Appications of Artificial Intelligence and Machine Language

AI and Machine Language in Simulations

Machine learning for molecular simulations—tools, strategies, and principles—have been reviewed recently.[186] As can be seen from this excellent review, machine learning has already been making a significant impact on the development of approximate methods for complex atomic systems. The innovation in the development and integration of MD simulations with deep learning can reproduce, interpret, predict, and generate data relating to the behavior of biological macromolecules.[187−192] Deep learning methods can help MD simulations excel in their efficiency and scales, with AI bridging between deep learning technologies and simulations.
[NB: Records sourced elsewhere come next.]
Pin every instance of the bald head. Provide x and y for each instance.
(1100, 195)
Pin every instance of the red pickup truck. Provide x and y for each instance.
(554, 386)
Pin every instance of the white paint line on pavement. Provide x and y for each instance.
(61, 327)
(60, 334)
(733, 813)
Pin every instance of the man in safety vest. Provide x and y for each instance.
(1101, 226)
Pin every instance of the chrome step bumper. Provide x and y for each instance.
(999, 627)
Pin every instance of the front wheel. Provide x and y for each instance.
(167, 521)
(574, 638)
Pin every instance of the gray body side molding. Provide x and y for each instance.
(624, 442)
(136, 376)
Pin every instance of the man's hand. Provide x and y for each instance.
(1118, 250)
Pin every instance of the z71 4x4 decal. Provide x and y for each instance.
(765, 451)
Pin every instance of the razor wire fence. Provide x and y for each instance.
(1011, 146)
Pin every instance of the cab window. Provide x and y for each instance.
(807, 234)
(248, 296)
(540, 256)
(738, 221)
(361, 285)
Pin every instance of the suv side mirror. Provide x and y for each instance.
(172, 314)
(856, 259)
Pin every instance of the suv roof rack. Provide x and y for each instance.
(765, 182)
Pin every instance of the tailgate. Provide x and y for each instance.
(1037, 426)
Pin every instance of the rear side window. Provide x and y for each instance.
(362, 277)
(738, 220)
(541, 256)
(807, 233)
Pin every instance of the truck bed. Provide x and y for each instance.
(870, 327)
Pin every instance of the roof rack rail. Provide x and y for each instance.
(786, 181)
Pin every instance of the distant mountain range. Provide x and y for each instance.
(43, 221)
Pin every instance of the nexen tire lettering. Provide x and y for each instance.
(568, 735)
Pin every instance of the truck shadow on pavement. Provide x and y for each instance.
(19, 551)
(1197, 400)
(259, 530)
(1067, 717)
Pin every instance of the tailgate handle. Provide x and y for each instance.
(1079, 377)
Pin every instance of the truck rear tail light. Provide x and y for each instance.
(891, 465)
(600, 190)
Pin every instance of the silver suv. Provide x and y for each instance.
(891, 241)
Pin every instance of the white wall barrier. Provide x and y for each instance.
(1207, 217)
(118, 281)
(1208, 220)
Challenges toward broad usage include smooth connection of AI and MD and automation of workflows. These could popularize novel deep learning tools in MD simulations toward efficiently exploiting both powerful methods. The number of publications in this area has been skyrocketing, emphasizing the recognition of the potency of AI and machine learning in simulation. As an example, MD simulations need to perform extensive sampling of the conformational space that require long time scales. Deep learning involving, e.g., variational autoencoders have been shown to be useful. The learned latent space in the variational autoencoders has been employed to generate unsampled protein conformations, and simulations starting from these conformations accelerated the sampling.[193] In another example, a deep learning framework with mixed classical and machine learning potentials (TorchMD) has been developed for molecular simulations.[188] The review cited above provides additional diverse examples. Deep learning has also been already exploited in structural modeling and design[60,194−196] and analysis[191] and linking these to function.[197]

AI and Machine Language in Prediction of Pathogen–Human Host PPIs

AI and deep learning are also being developed and applied to experimental determination and prediction of macromolecular structures,[198] as well as to PPIs.[199,200] Applications of AI approaches to human–microbiome protein–protein interactions have also been reviewed recently.[66] These interactions play important roles in human health and disease. There is a rapid increase of data that microbes, bacteria, and viruses impact human health. They can modulate human signaling and immune response by interacting with the human proteins. To decipher this modulation, it is important to identify the specific interactions, the human host proteins that are involved, and the structure of the complex. Identification of the interactions along with their structural details at atomic resolution permit understanding the mechanisms involved in pathogen survival and assist in drug discovery targeting these interactions. The interactions help the pathogens to elude and bypass the immune defense, with the pathogens hijacking host signaling. Mechanistically, pathogen proteins can have surfaces which resemble those of the host, allowing them to mimic and compete with host protein interactions (Figure ). They bind to the host protein and rewire its physiological signaling. Data, including structural details, are scarce and large-scale experimental detection is challenging. Efficient and robust computational strategies to predict the interactions is thus vital. We have developed an algorithm and server to predict these human host–microbial PPIs (HMIs) based on their protein structures, which can be experimental or modeled. In large scale applications, AlphaFold can now be used toward this aim. Machine learning permits both the large-scale efficient and generalizable application and addressing the complex dynamics of such relationships that the machine learning algorithms can decipher.
Figure 3

Human–microbiome PPIs promote GTPase activation. Human cell division control protein 42 homologue (Cdc42) is a small GTPase of the Rho family, involved in cell cycle. In human cells, it is activated by guanine-nucleotide exchange factors (GEFs), such as DOCK9 (PDB ID: 2WMO), by transforming the inactive GDP-bound to the active GTP-bound forms.[207] Bacterial secretes toxins or effectors mimicking the GEF proteins, such as SopE (PDB: 1GZS) from Salmonella[208] and MAP (PDB: 3GCG) from Escherichia coli,[209] can interact with Cdc42 and activate it. The interaction surfaces of these bacterial GEF mimicries resemble the host protein, allowing them to mimic and compete with the host protein interactions. PPIs, protein–protein interactions; HMIs, host–(or human−) microbiome interactions. Ongoing work incorporates AI into the HMI prediction algorithm. If the structures of the human or microbe are unable, AlphaFold can generate them.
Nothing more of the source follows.